NicMcPhee / XO-bias-study

Results and write-up of our genetic programming crossover bias study
MIT License
0 stars 0 forks source link

Should we play with tournament sizes? #13

Closed NicMcPhee closed 9 years ago

NicMcPhee commented 9 years ago

In the earlier runs we did, I think the tournament sizes were always 2, i.e., we were using binary tournament selection. (Am I right about this @MKDramdahl?) The default in koza.params in ECJ is tournament size of 7, which will have a substantially stronger selection pressure than binary tournament selection. The fitness of the weaker parent is likely to be poorer with binary tournament selection, and the fitness of the two parents is likely to be closer with tournament size of 7. This means that tournament size could interact in meaningful ways with crossover bias. The impact of crossover bias on my first ECJ sine regression runs, for example, seems smaller than for our earlier runs, and this could be an important of why.

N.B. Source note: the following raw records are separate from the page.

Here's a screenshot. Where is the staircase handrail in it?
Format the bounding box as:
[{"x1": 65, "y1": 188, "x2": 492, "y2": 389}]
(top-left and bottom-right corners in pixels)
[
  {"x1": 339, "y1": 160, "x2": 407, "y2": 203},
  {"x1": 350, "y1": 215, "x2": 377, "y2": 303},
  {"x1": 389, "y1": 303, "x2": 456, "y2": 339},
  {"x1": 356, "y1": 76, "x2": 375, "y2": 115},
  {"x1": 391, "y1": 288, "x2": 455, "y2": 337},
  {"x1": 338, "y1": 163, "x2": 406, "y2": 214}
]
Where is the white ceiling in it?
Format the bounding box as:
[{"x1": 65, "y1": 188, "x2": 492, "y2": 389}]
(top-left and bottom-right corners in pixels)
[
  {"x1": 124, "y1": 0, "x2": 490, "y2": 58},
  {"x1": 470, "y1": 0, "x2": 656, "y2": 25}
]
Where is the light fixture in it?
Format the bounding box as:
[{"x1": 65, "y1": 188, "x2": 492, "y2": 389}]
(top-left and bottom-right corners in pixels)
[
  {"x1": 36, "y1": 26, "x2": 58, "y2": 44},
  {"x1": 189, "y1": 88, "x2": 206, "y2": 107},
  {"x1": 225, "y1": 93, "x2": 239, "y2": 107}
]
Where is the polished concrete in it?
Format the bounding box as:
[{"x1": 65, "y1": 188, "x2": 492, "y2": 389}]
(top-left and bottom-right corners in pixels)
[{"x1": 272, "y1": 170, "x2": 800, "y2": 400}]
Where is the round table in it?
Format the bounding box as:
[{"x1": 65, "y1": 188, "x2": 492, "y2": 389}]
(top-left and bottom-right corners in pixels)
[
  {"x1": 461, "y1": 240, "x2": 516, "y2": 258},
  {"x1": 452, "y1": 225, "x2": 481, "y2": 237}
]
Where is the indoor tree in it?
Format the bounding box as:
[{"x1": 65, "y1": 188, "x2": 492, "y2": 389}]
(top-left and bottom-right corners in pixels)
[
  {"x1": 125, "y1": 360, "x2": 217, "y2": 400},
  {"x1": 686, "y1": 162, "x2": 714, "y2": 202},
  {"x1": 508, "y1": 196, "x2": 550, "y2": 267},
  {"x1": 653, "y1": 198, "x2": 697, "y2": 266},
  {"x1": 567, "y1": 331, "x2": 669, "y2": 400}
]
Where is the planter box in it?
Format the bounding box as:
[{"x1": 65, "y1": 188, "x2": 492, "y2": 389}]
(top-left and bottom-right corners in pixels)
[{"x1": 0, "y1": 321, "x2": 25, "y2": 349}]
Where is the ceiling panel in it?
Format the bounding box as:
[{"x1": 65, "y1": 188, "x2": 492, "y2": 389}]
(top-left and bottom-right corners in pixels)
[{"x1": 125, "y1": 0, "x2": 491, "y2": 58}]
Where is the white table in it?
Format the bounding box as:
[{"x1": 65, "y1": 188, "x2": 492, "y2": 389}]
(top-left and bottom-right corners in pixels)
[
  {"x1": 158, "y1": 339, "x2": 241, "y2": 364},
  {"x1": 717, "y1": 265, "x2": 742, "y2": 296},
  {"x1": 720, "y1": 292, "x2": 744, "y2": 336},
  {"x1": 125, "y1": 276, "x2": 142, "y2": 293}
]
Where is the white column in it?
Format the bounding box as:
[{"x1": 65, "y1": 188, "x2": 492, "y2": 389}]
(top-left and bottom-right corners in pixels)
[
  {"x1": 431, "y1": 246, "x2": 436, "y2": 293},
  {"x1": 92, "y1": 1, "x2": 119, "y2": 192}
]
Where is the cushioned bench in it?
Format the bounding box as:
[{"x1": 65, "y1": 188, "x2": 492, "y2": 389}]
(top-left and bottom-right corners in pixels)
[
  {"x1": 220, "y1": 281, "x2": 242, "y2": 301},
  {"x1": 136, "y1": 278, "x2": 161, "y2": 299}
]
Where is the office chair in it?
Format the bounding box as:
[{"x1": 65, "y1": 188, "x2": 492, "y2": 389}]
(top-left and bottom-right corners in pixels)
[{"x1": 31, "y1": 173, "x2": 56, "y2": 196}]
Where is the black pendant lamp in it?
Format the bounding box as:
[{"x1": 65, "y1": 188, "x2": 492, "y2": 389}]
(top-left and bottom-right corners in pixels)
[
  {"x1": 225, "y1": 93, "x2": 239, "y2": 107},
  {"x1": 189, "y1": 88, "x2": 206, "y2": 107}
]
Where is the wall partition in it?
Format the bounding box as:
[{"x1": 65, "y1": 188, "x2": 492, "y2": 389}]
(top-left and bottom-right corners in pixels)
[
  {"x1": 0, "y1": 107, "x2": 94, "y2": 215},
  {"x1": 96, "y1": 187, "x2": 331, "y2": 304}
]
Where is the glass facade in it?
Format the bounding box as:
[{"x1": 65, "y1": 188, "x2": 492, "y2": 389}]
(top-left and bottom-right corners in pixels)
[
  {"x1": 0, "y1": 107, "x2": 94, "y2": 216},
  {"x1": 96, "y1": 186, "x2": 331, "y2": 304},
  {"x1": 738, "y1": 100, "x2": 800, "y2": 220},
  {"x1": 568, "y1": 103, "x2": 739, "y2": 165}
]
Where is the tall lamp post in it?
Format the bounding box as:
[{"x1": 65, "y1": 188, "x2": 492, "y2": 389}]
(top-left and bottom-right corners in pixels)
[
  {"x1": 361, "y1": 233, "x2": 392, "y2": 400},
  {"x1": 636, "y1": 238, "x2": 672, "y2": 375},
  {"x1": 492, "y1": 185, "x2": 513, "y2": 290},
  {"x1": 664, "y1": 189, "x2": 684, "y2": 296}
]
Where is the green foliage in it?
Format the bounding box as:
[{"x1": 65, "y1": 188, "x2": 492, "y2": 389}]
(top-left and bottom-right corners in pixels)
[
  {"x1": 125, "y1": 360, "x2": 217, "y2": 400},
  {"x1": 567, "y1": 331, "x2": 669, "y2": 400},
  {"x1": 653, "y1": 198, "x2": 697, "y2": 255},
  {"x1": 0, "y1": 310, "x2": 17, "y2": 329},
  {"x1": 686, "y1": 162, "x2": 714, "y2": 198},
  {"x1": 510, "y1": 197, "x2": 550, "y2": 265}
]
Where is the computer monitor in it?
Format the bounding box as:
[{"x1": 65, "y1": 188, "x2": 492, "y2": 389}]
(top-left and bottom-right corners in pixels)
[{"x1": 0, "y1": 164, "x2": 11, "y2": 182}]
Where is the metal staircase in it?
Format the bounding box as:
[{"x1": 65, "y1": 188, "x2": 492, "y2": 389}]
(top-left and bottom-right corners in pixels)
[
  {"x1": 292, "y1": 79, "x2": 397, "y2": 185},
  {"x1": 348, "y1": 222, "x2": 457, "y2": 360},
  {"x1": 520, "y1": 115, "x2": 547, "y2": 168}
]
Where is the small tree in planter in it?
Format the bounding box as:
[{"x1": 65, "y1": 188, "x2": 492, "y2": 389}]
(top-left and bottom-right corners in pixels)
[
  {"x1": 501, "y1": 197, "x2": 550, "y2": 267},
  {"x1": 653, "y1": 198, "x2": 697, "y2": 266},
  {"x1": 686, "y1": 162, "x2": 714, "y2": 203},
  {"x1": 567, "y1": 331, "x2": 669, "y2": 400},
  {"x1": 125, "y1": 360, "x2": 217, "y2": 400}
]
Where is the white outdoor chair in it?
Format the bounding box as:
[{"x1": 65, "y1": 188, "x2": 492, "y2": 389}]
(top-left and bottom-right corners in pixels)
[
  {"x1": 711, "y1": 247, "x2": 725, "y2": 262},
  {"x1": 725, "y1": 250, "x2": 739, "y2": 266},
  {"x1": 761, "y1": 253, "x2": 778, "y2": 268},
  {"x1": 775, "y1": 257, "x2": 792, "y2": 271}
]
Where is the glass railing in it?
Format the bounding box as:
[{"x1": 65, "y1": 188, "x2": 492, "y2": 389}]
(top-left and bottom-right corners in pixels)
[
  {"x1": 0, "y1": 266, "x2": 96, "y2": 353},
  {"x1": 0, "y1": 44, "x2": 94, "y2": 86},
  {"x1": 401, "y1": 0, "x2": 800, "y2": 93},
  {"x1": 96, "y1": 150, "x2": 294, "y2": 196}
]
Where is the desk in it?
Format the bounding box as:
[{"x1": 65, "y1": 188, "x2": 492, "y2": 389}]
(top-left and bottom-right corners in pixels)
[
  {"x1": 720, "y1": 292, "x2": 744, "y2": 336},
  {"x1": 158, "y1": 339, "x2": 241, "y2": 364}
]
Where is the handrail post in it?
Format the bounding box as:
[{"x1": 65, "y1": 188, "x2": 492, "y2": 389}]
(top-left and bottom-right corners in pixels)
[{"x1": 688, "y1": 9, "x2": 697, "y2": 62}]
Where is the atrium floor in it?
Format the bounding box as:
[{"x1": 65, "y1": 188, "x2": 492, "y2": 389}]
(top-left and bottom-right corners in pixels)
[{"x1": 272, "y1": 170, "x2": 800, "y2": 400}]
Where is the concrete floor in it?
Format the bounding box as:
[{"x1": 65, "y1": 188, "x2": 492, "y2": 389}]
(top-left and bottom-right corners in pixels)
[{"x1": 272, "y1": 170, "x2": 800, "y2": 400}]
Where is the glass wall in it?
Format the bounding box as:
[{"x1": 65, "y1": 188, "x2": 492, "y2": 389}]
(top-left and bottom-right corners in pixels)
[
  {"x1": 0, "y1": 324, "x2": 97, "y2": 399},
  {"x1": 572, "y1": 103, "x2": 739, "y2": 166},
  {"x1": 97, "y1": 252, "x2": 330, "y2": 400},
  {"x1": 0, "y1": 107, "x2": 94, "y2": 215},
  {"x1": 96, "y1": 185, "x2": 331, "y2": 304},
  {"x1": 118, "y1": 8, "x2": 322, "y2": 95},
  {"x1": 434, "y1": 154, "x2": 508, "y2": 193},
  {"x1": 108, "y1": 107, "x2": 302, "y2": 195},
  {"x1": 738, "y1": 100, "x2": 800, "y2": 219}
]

As a result I'd be inclined to do at least two tournament sizes (2 and the default of 7) just to see what a difference (if anything) that makes. Thoughts?

NicMcPhee commented 9 years ago

A quick poke at the sine regression problem with tournament sizes of 2 and 7 suggests that crossover bias has a much stronger impact with tournament sizes of 2, so I definitely think we should do runs with both tournament sizes.

NicMcPhee commented 9 years ago

The first full set of results with the Sine problem make it clear that tournament size of 7 is quite different than binary tournaments, so I'm going to "call this" and say that we really have to do at least two tournament sizes.